Lesson 6.2
The Embedding Cache
Embedding costs time and money, and the same queries and passages repeat. Cache them, and you skip the work on a hit.
A sticky note with the answer already on it.
Imagine someone keeps asking you the same arithmetic, "what is 47 times 12?" The first time you work it out. After that you scribble the answer on a sticky note and just read it off. You did the hard part once; every repeat is a glance.
Turning text into a vector (embedding it) is the arithmetic here. It is real work: the request goes to a model, the model runs, you wait and you pay. A cache is the sticky note. It is a small store that remembers "this exact text became this exact vector," so the next time you see that text you read the vector off instead of recomputing it.
Keyed by the text, checked before the work.
The cache is keyed by the text itself. Before you call the embedding model, you ask the cache: "have I embedded these exact words before?" If yes, that is a hit, and you take the stored vector and skip the model call entirely. If no, that is a miss, you do the work, and you write the result into the cache so the next identical request is a hit.
hit text is in the cache → read the vector, skip the model. Microseconds.
miss not in the cache → call the model, store the result, then continue. The full cost, once.
The key has to be exact. "reset my password" and "Reset My Password" are different keys unless you normalize the text first (lowercase it, trim the spaces). How aggressively you normalize is a trade: looser keys catch more hits but risk treating two genuinely different questions as one.
Two kinds of text, two timings.
There are two places embedding happens, and they cache differently.
The passages in your knowledge base are embedded once, at ingest, well before any user shows up. You chunk the documents, embed every chunk, and store the vectors in the index. That work never repeats per query. In a real sense the index is already a permanent passage cache: you do not re-embed a document just because someone asked a question.
The queries are different. They arrive live, and you have to embed each one before you can search. That is the embedding call sitting on the user's clock, inside the latency budget from the last lesson. The good news is that real queries are not random. A support bot hears "how do I reset my password?" and "where is my invoice?" over and over. Those hot queries repeat, so a query cache earns its keep fast.
A worked example.
Suppose, for illustration, embedding a query takes 90ms and 40 percent of your incoming queries are repeats of something asked recently (a 40 percent hit rate). On a hit you pay almost nothing, call it under a millisecond to read from memory. So the embedding stage costs 90ms on a miss and roughly 0ms on a hit.
Average that across 100 queries: 60 misses at 90ms and 40 hits at 0ms is 5400ms total, or about 54ms per query instead of 90ms. You shaved a third off the embedding stage on average, and you made fewer model calls, which is fewer dollars too. Push the hit rate up (more traffic, hotter queries) and the saving climbs with it.

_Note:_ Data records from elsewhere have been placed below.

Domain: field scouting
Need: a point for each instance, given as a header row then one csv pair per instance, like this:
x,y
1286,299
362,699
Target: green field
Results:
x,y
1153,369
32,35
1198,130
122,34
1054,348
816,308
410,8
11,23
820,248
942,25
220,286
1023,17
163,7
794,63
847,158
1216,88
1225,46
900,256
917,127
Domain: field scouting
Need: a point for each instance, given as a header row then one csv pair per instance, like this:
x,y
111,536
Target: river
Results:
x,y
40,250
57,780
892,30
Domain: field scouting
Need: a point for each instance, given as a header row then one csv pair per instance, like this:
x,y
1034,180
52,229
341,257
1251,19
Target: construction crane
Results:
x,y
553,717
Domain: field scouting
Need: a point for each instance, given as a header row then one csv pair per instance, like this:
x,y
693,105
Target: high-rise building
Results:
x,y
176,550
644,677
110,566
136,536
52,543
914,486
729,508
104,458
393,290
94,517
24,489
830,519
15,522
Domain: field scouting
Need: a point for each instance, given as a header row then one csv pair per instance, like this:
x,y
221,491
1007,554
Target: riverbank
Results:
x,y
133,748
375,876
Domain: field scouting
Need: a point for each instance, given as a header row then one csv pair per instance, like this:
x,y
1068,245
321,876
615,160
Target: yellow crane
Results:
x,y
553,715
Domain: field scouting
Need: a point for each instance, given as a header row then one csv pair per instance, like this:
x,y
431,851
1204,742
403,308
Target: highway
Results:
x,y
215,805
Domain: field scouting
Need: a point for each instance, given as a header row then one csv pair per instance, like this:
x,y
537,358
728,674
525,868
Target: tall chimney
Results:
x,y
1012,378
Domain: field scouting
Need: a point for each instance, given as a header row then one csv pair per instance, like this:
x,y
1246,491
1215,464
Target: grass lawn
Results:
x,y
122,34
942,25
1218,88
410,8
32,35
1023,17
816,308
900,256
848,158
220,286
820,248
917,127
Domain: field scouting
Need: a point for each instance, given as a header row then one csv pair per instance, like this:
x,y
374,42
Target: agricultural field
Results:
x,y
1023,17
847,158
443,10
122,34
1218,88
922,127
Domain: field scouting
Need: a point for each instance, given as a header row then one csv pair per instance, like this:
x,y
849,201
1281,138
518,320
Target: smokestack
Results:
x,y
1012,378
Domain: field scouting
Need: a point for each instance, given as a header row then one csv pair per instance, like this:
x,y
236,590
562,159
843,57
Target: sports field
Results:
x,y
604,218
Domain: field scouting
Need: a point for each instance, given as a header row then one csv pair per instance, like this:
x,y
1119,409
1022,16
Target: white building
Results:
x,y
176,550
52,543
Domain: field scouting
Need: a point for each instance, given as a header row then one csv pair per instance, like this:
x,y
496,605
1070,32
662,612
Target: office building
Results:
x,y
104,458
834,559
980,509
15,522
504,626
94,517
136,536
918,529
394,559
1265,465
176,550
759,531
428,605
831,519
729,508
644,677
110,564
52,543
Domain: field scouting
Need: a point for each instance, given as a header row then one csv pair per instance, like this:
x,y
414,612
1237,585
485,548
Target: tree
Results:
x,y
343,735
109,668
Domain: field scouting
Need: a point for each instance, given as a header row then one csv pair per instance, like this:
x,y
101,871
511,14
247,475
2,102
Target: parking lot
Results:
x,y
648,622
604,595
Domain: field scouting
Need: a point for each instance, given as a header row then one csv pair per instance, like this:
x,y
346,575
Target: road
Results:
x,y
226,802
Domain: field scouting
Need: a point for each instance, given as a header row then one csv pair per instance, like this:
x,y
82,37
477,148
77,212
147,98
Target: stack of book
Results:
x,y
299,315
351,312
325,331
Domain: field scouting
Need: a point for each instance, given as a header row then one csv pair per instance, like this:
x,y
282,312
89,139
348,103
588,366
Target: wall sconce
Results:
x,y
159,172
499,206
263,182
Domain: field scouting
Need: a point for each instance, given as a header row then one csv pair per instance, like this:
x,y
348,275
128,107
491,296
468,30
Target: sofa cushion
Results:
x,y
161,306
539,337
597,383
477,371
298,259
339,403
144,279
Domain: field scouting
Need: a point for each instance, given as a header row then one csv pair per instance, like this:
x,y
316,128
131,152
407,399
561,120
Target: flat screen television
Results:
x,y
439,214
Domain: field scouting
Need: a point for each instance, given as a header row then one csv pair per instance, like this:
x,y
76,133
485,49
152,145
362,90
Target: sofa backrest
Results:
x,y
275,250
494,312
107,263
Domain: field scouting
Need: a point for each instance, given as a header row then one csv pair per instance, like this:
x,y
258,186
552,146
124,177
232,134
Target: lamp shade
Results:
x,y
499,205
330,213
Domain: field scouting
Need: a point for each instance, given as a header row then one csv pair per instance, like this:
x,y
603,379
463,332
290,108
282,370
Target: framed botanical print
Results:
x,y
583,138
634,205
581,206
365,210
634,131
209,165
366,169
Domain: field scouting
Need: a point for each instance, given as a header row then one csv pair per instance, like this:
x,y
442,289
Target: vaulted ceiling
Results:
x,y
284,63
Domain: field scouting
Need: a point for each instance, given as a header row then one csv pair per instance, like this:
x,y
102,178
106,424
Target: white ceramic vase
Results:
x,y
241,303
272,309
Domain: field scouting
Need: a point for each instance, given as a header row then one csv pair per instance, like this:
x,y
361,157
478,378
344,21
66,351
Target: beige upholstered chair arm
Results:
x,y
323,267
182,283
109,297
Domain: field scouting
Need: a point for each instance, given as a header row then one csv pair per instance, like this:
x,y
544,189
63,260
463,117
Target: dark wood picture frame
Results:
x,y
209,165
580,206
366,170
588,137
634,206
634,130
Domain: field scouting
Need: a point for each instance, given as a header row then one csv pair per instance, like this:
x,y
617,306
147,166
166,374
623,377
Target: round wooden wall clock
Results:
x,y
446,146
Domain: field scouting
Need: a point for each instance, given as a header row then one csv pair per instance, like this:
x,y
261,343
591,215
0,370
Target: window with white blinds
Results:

A cache turns repeated work into a lookup. Passages are embedded once at ingest; queries get cached live, and because hot queries repeat, the hit rate (and the time and money saved) climbs with traffic.
You cannot keep everything.
A cache lives in limited memory, so it cannot hold every query forever. When it fills, it has to drop something to make room, which is called eviction. The common rule is to drop whatever was used least recently (the idea being that a query nobody has asked in a while is unlikely to come back soon). That keeps the hot, repeating queries in the cache and lets the one-off oddities fall out. You do not need to build a clever policy to start; "keep the recent ones, drop the stale ones" gets most of the benefit.
Key takeaways
A cache is keyed by the text: on a hit you skip the embedding call entirely and read the stored vector.
Passages are embedded once at ingest; queries are cached live, and because hot queries repeat the hit rate climbs with traffic.
Memory is finite, so a cache evicts what it has not used recently, keeping the hot queries and dropping the stale ones.